Tucked away in the Algarve hills, the small spa town of Monchique is popular for its bicarbonated spring waters, rich in sodium and flouride and known to aid respiratory problems and various other ailments.
Set in a lush, green valley 20 km inland from Portimão in the western Algarve, its fresh mountain air and spectacular views of the coastal plain in the distance are a refreshing change from the region’s bustling beach resorts, particularly in summer.
High above sea-level, it has been a spa resort since Roman times due to the healing qualities of its spring waters, with subsequent takers including Portugal’s King João II and Queen Amélia.
Known locally as the Villa Termal das Caldas de Monchique, the local spring water is known to aid the treatment of respiratory, muscular, bone and digestive problems.

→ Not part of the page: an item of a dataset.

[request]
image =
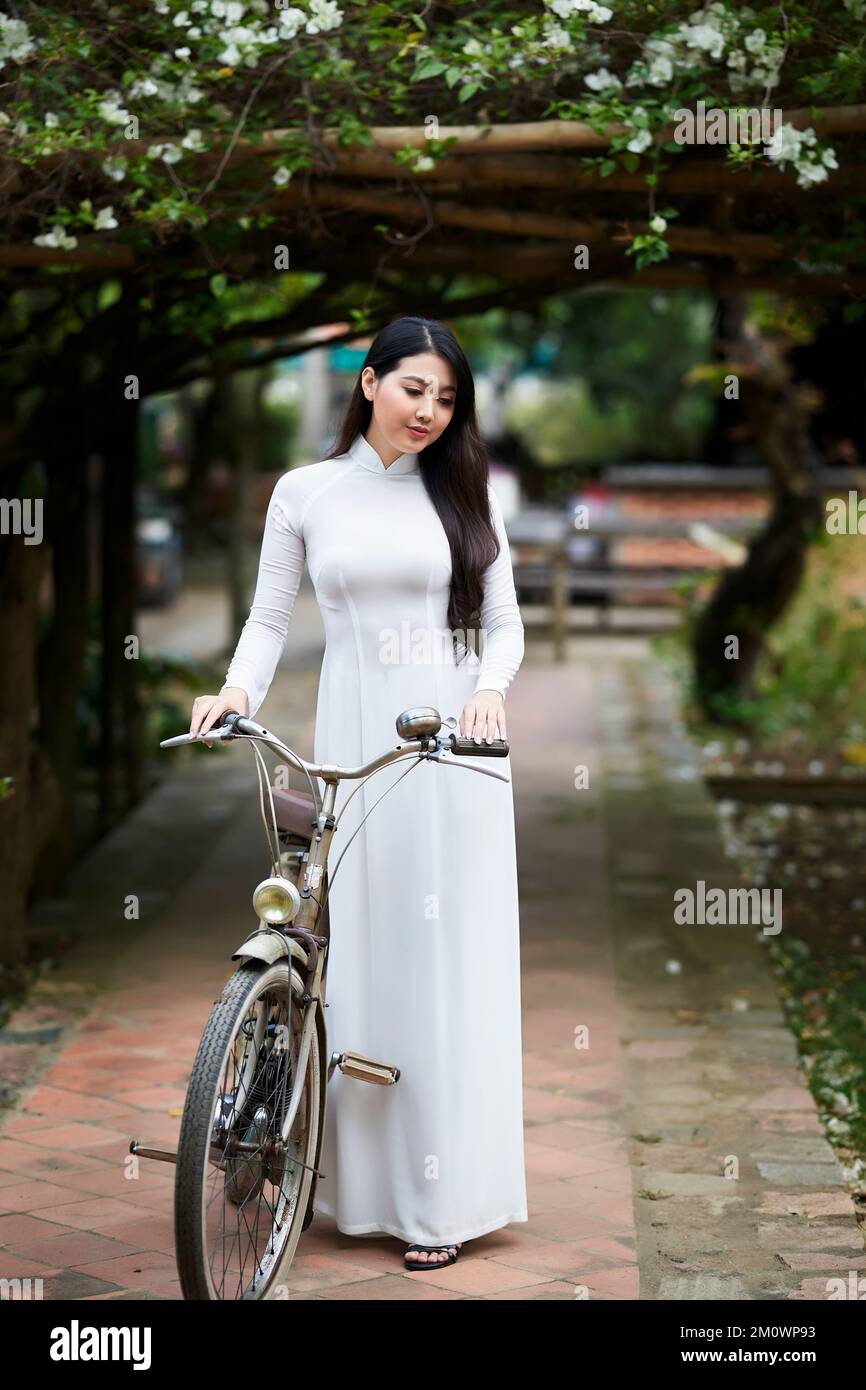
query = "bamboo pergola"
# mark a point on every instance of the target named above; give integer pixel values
(736, 224)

The resort has grown into one of the largest spa centres in Portugal, having been fully renovated and upgraded in recent years. Accommodation now consists of several mid- to high-budget hotels to complement the town’s natural spa facilities.
Monchique is also well-known for its handicrafts, most notably the folding wooden stools originally derived from a Roman design, and its bustling livestock fair held on the third Friday of each month.
Located on the cobbled Rua da Igreja behind the town’s main square, the 16th century parish church features an elaborate Manueline doorway with carved columns resembling nautical ropes and knots.
Well sited above Monchique are the ruins of the Franciscan monastery of Nossa Senhora do Destêrro, founded in 1632 by Dom Pero da Silva, later Viceroy of India.